I believe this is true, but I don't have as much experience here. The FC5 is a 1850 constant forcing, while the FAMIPC5 is time-varying forcing. Perhaps the former is more in line with your SOM experiment.
I'm attempting to generate a SOM Q-flux file using CESM1-POP2 data from a Year 2000 simulation (last 100 years of a 500 year equilibrium simulation at this time). The climate in this simulation appears to be mostly equilibrated, so I thought it would be suitable for generating a SOM Q-flux. I started a timeslice run using Q-flux generated from this simulation using the pop_frc_mlt.ncl script. However, I found that about ~10 years into the simulation, the Y2000 Qflux case has a dramatic loss of summertime sea ice in the central Arctic (first attached figure for aice at ~81N,220E), rendering the Arctic ice free in summer. The sea ice cover is larger in the original Y2000 coupled simulation, so it seems like there is something wrong with the Qflux I've generated.

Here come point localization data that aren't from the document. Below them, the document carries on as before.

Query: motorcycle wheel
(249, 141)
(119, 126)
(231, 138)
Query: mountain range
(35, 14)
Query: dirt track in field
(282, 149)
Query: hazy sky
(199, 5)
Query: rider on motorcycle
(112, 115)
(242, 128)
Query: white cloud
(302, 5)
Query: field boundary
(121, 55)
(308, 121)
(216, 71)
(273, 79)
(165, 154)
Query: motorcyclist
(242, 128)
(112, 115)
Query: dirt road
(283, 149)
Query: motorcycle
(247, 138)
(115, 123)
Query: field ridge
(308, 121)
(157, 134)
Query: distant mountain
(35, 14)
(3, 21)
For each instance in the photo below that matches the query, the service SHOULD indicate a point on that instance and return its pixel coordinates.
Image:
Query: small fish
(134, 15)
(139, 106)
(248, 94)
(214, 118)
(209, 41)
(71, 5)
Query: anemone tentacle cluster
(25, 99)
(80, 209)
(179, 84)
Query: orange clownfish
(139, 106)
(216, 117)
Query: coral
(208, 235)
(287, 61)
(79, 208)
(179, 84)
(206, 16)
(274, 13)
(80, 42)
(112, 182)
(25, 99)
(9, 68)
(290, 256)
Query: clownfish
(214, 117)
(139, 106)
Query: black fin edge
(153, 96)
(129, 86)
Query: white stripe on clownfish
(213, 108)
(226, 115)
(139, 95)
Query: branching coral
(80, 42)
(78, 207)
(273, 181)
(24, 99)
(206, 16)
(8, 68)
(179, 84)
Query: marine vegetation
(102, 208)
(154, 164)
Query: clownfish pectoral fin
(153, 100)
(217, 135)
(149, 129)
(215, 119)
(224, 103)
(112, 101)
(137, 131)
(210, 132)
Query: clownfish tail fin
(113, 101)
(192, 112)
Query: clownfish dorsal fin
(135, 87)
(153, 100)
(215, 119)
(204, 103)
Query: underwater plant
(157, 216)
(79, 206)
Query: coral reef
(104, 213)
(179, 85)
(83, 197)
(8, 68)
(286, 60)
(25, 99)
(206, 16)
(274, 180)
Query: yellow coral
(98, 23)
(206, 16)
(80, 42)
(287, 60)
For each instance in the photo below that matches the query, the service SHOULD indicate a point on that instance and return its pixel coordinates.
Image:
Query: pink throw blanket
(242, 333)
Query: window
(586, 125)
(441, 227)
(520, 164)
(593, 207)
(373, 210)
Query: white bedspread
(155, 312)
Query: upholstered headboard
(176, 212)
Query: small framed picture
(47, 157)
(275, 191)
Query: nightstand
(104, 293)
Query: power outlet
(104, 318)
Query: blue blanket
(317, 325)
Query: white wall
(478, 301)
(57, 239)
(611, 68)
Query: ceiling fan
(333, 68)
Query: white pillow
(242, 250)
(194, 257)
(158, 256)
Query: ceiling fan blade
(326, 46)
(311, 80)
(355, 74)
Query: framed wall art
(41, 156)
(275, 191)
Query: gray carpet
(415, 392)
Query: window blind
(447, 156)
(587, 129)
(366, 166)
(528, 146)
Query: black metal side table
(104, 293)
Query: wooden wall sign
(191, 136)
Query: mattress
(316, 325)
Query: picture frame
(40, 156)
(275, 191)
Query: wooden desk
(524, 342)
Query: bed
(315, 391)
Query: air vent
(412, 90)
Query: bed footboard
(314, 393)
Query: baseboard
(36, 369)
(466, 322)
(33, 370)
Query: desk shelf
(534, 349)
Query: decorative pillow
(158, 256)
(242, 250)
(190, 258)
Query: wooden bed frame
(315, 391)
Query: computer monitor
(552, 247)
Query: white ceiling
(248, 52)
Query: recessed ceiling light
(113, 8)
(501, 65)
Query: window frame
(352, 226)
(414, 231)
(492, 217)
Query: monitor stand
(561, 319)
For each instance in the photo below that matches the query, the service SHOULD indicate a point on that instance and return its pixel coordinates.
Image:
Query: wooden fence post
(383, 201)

Do you have any advice on how to deal with this issue? Something I notice when comparing the September Y2000 to PI Qflux is that there is a small negative anomaly that extends into the Central Arctic (second attached figure). If I understand correctly, this means that there is an anomalous input of heat into the slab ocean layer. Could this be large enough to melt the ice entirely as I'm seeing?

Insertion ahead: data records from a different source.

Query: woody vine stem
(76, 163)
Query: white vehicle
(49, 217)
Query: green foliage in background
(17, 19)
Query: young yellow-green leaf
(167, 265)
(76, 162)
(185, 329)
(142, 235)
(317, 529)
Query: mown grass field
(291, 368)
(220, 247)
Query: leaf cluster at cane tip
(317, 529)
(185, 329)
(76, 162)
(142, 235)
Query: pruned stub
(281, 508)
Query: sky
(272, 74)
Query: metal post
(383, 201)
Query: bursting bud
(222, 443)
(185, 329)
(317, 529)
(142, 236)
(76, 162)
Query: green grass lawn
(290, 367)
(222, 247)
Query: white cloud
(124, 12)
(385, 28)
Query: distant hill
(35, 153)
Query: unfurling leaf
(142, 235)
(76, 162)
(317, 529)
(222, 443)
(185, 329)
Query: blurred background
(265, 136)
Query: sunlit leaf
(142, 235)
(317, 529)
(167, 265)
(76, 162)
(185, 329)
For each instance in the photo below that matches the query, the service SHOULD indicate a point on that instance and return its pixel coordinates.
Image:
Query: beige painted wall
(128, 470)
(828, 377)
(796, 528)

I would expect that a year 2000 SOM forcing file would be very warm from a climate state that is not in balance. That is why we tend to stick with 1850 picontrol runs as these are better equilibrated with a top of atmosphere of near zero. There is a Meehl et al. paper that talks about the issues of a 2000 control run.

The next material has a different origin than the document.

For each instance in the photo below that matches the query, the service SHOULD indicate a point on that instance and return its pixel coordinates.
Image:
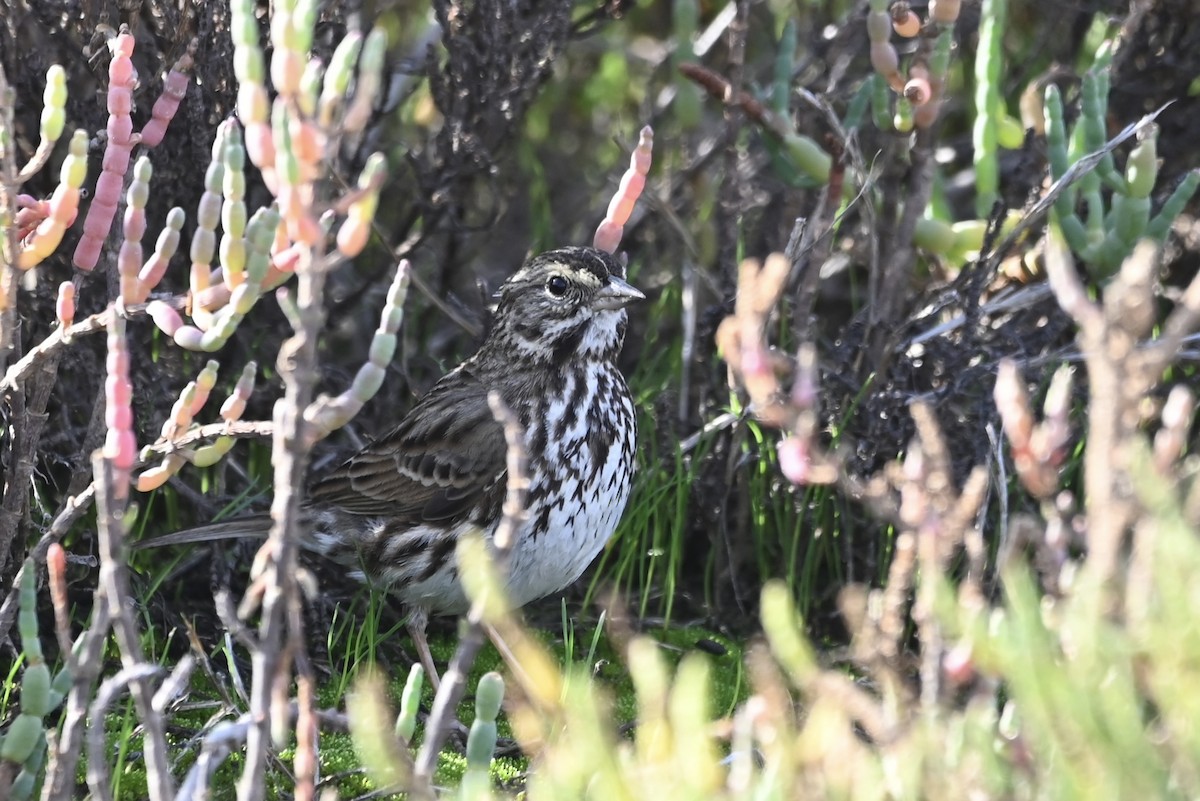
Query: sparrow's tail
(238, 529)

I've recently been running cesm2.1.3 at resolution f19_g16 with the following compset: 1850_CAM40_CLM40%CN_CICE_DOCN%SOM_RTM_SGLC_SWAV
The slab-ocean forcing file is: pop_frc.b.c40.B1850CN.f19_g16.100105.nc
What I find is that the model becomes progressively colder and colder before crashing after approximately 35 years. This behaviour is surprising, and I'm wondering whether anyone else has seen this using cesm2 and a similar compset?
I would like to create an instantaneous 2xCO2 run that branches from a piControl slab ocean simulation (compset E1850C5CN). I'm running cesm 1.1.2 and the piControl uses the SOM forcing derived from the fully coupled piControl available online.
After reading the user guide, I think all I need to do is change the variable 'co2vmr' from 284.7e-6 to 569.4e-6 since the 'scenario_ghg' variable is set to 'fixed'. Is this correct ? Are there other steps that need to be taken ?
Hi, grad student here-- I have a question about the surface heat fluxes in the SOM vs. FCM. The FCM has an outputted variable called SHF on the ocean grid (which seems to be calculated via equation tienyiah@uci_edu suggested above). I calculated the Fnet manually on the atmospheric grid for the FCM using equation Fnet = FSNS - FLNS - LHFLX - SHFLX, interpolated SHF to atmospheric grid and compared them.
SHF and Fnet both for the FCM surprised me, as they have pretty low correlations in the subtropics and tropics globally. I am wondering why SHF and Fnet for the FCM don't match-- what exactly is included in the model SHF calculation that is not physically included in the Fnet?
I assume by FCM you mean fully coupled model? The SOM forcing comes from a PI control (1850) control run. The SOM simulation as described in the FAQ at the top of this, just solved d(SST)/dt = (Fnet - Qflux) / (rho*cp*hmix). These are a climatological year which likely does not correspond to the period of your fully-coupled run.